She’d never met Luke Junior, but Lydia felt Mallory’s hand tense in hers when she recognized the shape of her brother in the formation. Without complaint, Lydia let the other woman squeeze hard. The vise grip of the vampire hurt an insane amount. Lydia distracted herself with the images on screen. She focused on the men on TV as the group of Fallen Angels and human professionals approached the hive entrance. The distressing view helped to keep her mind off the pain.
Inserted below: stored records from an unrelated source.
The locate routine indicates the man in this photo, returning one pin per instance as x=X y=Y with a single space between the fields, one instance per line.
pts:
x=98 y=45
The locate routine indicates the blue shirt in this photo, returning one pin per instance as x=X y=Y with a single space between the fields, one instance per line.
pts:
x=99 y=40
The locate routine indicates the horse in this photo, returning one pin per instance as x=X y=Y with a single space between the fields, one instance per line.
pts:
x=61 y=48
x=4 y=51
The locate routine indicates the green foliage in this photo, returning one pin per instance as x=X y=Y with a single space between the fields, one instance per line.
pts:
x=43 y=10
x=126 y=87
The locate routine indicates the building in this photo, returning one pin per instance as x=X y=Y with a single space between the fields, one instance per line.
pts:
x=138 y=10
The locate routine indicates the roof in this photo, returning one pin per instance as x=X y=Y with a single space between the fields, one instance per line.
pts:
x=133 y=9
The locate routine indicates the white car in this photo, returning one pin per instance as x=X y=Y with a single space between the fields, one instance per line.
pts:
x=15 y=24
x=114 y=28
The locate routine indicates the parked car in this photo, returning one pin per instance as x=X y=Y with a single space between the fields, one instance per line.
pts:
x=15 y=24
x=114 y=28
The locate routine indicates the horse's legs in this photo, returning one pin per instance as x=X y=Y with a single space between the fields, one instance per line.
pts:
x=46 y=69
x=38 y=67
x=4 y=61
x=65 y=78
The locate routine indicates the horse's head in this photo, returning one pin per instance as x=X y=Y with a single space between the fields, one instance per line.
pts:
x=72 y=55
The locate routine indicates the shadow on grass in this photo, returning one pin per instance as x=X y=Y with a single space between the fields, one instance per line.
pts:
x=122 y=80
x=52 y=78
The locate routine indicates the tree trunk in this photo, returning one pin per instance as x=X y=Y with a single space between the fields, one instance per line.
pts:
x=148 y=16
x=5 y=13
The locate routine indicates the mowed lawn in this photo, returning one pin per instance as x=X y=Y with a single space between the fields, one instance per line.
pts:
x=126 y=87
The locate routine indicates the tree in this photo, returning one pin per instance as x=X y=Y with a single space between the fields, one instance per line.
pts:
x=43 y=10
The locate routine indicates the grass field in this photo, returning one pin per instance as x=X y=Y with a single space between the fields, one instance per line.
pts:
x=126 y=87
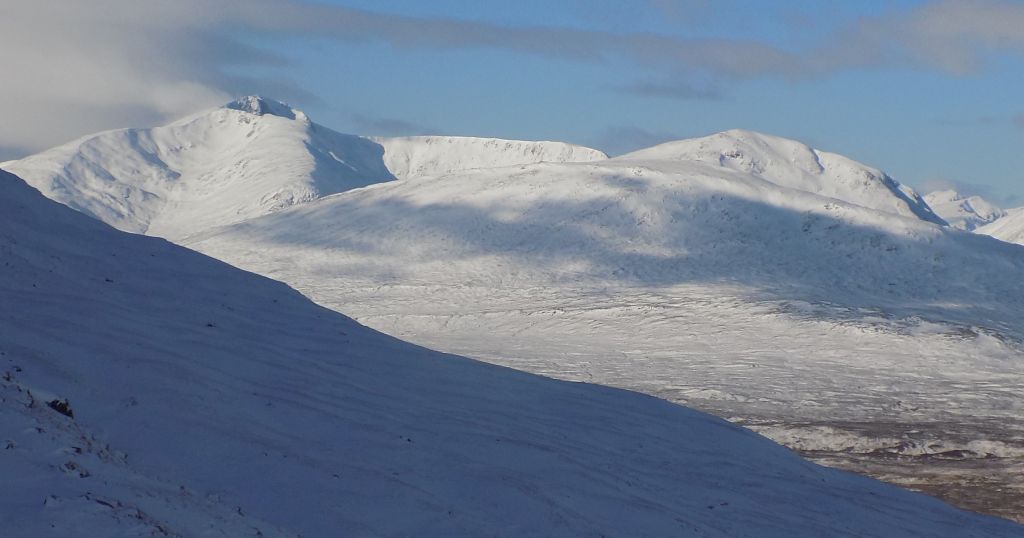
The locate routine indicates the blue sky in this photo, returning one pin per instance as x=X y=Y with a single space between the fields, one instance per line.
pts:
x=927 y=90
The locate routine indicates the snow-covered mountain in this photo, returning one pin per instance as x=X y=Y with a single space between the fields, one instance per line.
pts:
x=963 y=212
x=851 y=332
x=151 y=390
x=252 y=157
x=794 y=290
x=795 y=165
x=1009 y=228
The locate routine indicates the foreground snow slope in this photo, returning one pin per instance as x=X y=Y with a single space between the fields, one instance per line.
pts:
x=963 y=212
x=827 y=325
x=208 y=401
x=1009 y=229
x=252 y=157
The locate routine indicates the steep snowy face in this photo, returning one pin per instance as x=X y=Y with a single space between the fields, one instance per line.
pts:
x=203 y=400
x=963 y=212
x=249 y=158
x=430 y=156
x=695 y=283
x=792 y=164
x=1009 y=228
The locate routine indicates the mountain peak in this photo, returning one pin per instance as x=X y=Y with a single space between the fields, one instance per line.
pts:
x=261 y=106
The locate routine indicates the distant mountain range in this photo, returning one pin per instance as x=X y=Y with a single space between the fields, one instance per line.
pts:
x=796 y=291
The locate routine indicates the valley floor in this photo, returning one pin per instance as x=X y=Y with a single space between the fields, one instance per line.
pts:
x=930 y=406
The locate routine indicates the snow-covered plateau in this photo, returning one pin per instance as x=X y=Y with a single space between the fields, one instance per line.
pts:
x=802 y=294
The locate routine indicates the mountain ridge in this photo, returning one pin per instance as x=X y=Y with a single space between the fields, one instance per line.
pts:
x=206 y=400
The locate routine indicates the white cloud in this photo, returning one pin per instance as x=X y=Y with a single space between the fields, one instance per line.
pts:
x=73 y=67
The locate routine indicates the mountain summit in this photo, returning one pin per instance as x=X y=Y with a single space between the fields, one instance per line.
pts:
x=260 y=106
x=252 y=157
x=795 y=165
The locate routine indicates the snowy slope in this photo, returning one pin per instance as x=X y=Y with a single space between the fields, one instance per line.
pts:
x=1009 y=228
x=428 y=156
x=834 y=327
x=792 y=164
x=963 y=212
x=252 y=157
x=212 y=402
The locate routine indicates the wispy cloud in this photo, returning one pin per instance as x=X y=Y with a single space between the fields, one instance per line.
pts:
x=73 y=67
x=374 y=125
x=673 y=90
x=622 y=139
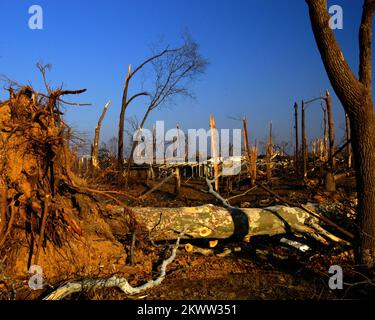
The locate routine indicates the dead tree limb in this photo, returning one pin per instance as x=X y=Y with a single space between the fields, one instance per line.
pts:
x=320 y=217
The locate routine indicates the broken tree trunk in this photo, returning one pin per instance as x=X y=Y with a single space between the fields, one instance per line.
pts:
x=247 y=150
x=304 y=143
x=124 y=104
x=95 y=147
x=3 y=206
x=348 y=145
x=214 y=148
x=296 y=136
x=240 y=224
x=177 y=177
x=269 y=155
x=330 y=184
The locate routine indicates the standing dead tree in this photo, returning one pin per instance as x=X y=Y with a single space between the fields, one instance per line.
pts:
x=355 y=95
x=269 y=155
x=173 y=70
x=348 y=146
x=296 y=155
x=250 y=154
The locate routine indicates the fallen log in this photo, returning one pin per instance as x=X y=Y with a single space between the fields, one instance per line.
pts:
x=239 y=224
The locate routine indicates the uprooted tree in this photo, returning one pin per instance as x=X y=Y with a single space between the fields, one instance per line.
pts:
x=48 y=216
x=356 y=98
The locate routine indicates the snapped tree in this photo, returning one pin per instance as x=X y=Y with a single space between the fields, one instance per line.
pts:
x=355 y=95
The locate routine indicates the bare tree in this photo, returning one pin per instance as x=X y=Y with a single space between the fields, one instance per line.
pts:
x=356 y=97
x=174 y=70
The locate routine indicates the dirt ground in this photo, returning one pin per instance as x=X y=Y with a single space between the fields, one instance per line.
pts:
x=259 y=270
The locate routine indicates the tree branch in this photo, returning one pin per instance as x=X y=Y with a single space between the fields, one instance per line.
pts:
x=345 y=84
x=365 y=43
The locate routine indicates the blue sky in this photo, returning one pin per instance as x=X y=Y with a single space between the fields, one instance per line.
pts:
x=262 y=57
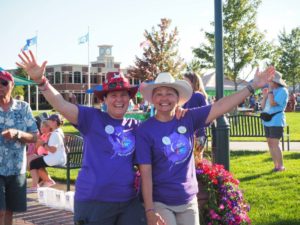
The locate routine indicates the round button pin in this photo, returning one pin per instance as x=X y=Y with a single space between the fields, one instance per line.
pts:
x=181 y=130
x=166 y=140
x=109 y=129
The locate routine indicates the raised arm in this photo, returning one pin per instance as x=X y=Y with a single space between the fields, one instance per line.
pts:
x=36 y=73
x=226 y=104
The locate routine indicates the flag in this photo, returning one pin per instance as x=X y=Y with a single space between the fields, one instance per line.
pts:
x=145 y=44
x=83 y=39
x=30 y=42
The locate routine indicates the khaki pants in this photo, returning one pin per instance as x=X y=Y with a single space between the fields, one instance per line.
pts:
x=187 y=214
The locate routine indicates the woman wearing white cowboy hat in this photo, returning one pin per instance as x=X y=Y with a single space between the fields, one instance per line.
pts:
x=164 y=147
x=274 y=101
x=105 y=192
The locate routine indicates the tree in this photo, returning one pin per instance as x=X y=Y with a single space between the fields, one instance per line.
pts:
x=289 y=60
x=160 y=53
x=243 y=44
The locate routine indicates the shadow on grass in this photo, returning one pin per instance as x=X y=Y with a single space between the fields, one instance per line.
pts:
x=292 y=156
x=282 y=222
x=255 y=176
x=246 y=153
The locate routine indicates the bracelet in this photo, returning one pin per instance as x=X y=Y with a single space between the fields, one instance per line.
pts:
x=44 y=86
x=150 y=210
x=250 y=89
x=44 y=80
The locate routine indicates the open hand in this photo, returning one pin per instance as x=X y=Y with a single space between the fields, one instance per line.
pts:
x=155 y=219
x=29 y=64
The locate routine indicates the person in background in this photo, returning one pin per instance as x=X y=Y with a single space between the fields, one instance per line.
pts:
x=33 y=151
x=199 y=98
x=274 y=101
x=56 y=154
x=105 y=192
x=17 y=127
x=164 y=147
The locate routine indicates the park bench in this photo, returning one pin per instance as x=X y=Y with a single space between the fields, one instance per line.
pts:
x=249 y=126
x=74 y=150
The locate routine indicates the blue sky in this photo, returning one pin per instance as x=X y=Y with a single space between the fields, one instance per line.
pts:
x=59 y=24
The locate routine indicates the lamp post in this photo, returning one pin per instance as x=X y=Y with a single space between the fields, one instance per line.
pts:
x=222 y=130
“He will be all right,” Lydia repeated. Unblinking, Mallory appeared unaware of Lydia’s words as tears slipped down her ivory cheeks. Lydia felt a surge of sympathy for her. Mallory’s brother was human. He was walking into a den of death. “The Hunters said it’s not a big hive,” Lydia said.
“And since when have we trusted anything the Hunters say?” Dan interjected in a dark tone.
“You shut it,” Lydia snapped.
“The Hunters are going in, as well,” Leigh pointed out as he stroked soothing circles on the back of Mallory’s hand. “The chances are slim they would risk themselves. Look there—they’re even taking the front line.”
It was true, Lydia noted as she returned her attention to the screen.
“This is a marketing ploy,” Leigh added. “They blow this, and they destroy all the progress they are trying to make.”
Mallory wasn’t listening to the exchange. Her attention was all for the swiftly moving, fully armored men advancing with tactical synchronization. Junior moved near the front of the human assembly, gun tucked against his shoulder, frame set with determination. Mallory’s wide blue eyes tracked her younger brother’s progress.
The peppy voice of a slim, long-haired news anchor narrated the movements of the officers and their associates. She sounded excited and intrigued, not at all worried about the group of beings that had wreaked havoc and death all through her viewing area. All about the numbers, baby, Lydia thought grimly.
“The first officers have made their way into the dangerous location claimed to be a ‘vampire den.’” With her use of air quotations around the words and a smug smirk on wine red lips, the reporter made it appear as though the story she’d been chosen to cover was an amusing Halloween prank instead of a true threat. Lydia wanted to strangle the stupid, plastic bitch. Every person she made take this threat less seriously was one easier target for Henry and his growing army of hungry vamps.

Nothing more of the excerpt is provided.